Hi Readers — This note was originally a comment on the post below this one. Its poignancy hit me particularly hard because today’s New York Times has a piece by Jane Brody — “Communities Learn Good Life Can be a Killer” —  about the effect of sprawl on health, autonomy and, of course,  childhood. I’m not sure how to suddenly re-urbanize vast swaths of suburbia, but I’m glad that city planners are looking into it. — L.

Dear Free-Range Kids: Before moving to my current home in Germany 6 years ago, I lived in a small town (about 5,000 people) in a different part of Germany. It was very Free-Range. Kids of all ages played outside in the smaller streets without adult supervision. The older kids watched out for the younger ones when a car drove by. Kids were always out playing in the neighborhood, either in the streets or at a local playground.

When my son was about 4 or 5, my family (husband, son, me) took a trip to California to visit family. In all of the neighborhoods where we stayed, nobody was on the streets. My son finally commented, “This must must be a really lonely place. Nobody is here.” He was so used to seeing the German streets in his neighborhood alive with kids playing and adults walking, cycling, or running. The empty streets in nice neighborhoods in California really threw him off.

During another CA trip, when my son was 9, he commented that he wouldn’t want to live there because you have to drive everywhere. He likes being able to walk or ride his bike over here and doesn’t really know anything different.

Kudos to Lori for making her town less of a “lonely place.” She is a beacon of hope for the Free-Range movement.  — Sue Biegeleisen

Helloooo? Anyone NOT home?

Estonia, Here We Come?

Hi Readers — As usual, I’m sitting here wondering whether it’s  “lucky” to live in such a first world country. Check out these two notes I just got:

Dear Free-Range Kids: I am a writing from Estonia, it’s a small country in Europe. I came a cross your blog through babble.com and a quick flip through your posts left me a bit astonished. I mean, you seem to be sane and a thoughtful lady, but has rest of the America gone insane? 🙂

Around here, we have no problems with children playing in the parks by themselves, going to school alone using public transport, having fun on the beaches, taking country trips, being home alone — without no adult supervision whatsoever. I would not imagine anyone calling the cops here for leaving children in the car. The emergency service people would probably laugh their asses off or consider it a prank call.
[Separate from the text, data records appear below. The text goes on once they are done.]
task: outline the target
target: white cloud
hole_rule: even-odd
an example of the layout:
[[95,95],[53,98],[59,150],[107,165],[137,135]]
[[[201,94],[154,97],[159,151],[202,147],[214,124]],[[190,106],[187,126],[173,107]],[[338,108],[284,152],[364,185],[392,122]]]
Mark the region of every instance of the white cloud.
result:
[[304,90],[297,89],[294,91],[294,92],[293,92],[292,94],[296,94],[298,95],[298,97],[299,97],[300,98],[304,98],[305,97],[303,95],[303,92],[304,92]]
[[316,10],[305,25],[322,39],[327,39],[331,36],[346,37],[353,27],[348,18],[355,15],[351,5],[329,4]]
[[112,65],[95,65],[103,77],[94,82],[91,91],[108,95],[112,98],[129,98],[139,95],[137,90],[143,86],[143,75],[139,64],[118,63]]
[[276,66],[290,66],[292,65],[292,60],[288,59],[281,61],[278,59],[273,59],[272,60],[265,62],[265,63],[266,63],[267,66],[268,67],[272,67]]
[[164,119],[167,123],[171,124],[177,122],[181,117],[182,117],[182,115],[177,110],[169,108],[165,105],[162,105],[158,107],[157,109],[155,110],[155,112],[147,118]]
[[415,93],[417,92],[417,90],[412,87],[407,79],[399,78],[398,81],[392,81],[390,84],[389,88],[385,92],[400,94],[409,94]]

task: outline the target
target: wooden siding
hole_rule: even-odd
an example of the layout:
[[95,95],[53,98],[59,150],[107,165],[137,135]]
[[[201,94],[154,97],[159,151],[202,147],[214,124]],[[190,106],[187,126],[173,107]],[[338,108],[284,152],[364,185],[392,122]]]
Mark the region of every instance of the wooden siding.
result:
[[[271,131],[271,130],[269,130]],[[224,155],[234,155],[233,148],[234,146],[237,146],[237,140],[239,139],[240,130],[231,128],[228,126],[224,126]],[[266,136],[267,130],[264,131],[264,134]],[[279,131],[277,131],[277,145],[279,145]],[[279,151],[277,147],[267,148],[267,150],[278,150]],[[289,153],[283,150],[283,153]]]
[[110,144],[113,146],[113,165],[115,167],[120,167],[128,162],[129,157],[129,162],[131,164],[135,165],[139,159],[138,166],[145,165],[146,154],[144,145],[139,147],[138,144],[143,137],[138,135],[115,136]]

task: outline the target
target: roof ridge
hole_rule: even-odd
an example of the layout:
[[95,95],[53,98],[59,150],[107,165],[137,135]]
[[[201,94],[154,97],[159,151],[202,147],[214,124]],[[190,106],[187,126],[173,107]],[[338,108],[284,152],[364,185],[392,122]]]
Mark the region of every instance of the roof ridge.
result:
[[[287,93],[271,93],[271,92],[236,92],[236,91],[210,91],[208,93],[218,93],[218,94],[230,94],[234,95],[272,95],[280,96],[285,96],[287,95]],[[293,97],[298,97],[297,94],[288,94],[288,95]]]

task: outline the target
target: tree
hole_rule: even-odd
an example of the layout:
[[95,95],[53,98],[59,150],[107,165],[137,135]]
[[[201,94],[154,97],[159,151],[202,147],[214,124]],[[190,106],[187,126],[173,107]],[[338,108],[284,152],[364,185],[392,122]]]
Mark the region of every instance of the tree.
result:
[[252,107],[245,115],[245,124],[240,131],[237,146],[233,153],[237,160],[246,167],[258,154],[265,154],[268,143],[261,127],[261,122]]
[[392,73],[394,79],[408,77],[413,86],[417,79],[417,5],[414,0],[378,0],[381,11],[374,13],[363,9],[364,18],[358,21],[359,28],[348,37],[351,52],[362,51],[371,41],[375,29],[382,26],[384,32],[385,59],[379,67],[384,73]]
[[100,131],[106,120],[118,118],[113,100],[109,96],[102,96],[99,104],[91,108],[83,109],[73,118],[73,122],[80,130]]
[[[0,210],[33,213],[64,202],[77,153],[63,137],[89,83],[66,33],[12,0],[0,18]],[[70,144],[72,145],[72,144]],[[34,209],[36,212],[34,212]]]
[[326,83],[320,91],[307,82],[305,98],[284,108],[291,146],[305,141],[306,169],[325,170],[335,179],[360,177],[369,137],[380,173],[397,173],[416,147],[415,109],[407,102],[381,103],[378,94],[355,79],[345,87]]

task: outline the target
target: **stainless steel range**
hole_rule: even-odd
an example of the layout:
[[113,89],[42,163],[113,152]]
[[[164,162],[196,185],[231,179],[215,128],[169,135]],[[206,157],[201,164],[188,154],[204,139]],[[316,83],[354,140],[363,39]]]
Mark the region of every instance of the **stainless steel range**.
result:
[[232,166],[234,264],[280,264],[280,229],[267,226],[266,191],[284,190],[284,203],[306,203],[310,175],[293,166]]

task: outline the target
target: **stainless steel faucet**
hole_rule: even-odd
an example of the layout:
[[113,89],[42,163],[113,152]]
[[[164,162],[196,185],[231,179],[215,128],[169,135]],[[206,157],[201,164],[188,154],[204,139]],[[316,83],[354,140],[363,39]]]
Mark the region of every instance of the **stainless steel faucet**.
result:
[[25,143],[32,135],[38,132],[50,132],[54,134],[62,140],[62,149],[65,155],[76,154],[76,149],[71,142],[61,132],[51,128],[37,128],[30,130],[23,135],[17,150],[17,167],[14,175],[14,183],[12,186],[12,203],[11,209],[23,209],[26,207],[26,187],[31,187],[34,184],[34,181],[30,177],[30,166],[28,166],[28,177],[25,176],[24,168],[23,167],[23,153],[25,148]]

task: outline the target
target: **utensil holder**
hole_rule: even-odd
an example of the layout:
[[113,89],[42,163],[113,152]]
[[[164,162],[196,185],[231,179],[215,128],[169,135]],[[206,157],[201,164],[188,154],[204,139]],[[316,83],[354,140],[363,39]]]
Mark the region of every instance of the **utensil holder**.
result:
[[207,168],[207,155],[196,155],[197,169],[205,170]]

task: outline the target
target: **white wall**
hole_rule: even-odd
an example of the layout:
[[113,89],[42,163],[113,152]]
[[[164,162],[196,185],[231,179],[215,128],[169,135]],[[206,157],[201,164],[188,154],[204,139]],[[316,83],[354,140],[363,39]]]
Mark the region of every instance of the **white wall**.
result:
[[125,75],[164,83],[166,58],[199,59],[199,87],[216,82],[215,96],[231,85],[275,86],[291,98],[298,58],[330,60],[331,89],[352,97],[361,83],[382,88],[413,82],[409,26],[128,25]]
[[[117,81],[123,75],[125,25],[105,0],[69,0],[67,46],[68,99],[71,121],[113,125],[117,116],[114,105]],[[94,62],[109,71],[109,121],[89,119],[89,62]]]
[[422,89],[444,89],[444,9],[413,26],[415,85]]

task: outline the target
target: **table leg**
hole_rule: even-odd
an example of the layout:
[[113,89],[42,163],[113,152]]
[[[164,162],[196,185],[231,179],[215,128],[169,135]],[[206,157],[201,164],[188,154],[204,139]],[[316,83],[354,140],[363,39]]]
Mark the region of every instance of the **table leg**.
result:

I wish you all the best and strength in voicing common sense in that strange country USA appears to be.

And then came THIS note:

Dear Free-Range Kids:   When Evan, my oldest, had his tenth birthday, we invited nine teammates from his baseball team to a party. For the first couple of hours we took them to the park so they could play some 5-on-5 ball.

They couldn’t do it. Pick their own teams? How? Who’ll call balls and strikes? Not hit to right field??

They had none of those social, creative or flexibility skills I realized I had developed as a kid, when I was “abandoned” by my mom to spend the day at the park and play with older kids. The game started around nine and went until (after) sunset, when we were afraid of losing the ball. Kids rotated in and out, the seven-year-old got pitched underhand, and the occasional fight worked out the close calls.

But these kids had never played ball unsupervised. They wanted an adult to participate. Maybe pitch. And they had never played with a kid not their own age.

By the way, congratulations on making an issue of one of the scarier trends today. I even read a sociological analysis of the destruction of the “children’s culture”– all those rhymes and games and teases and stories that are no longer passed on.

I"m sorry to say, my kids don't know how to play leap frog. Do yours?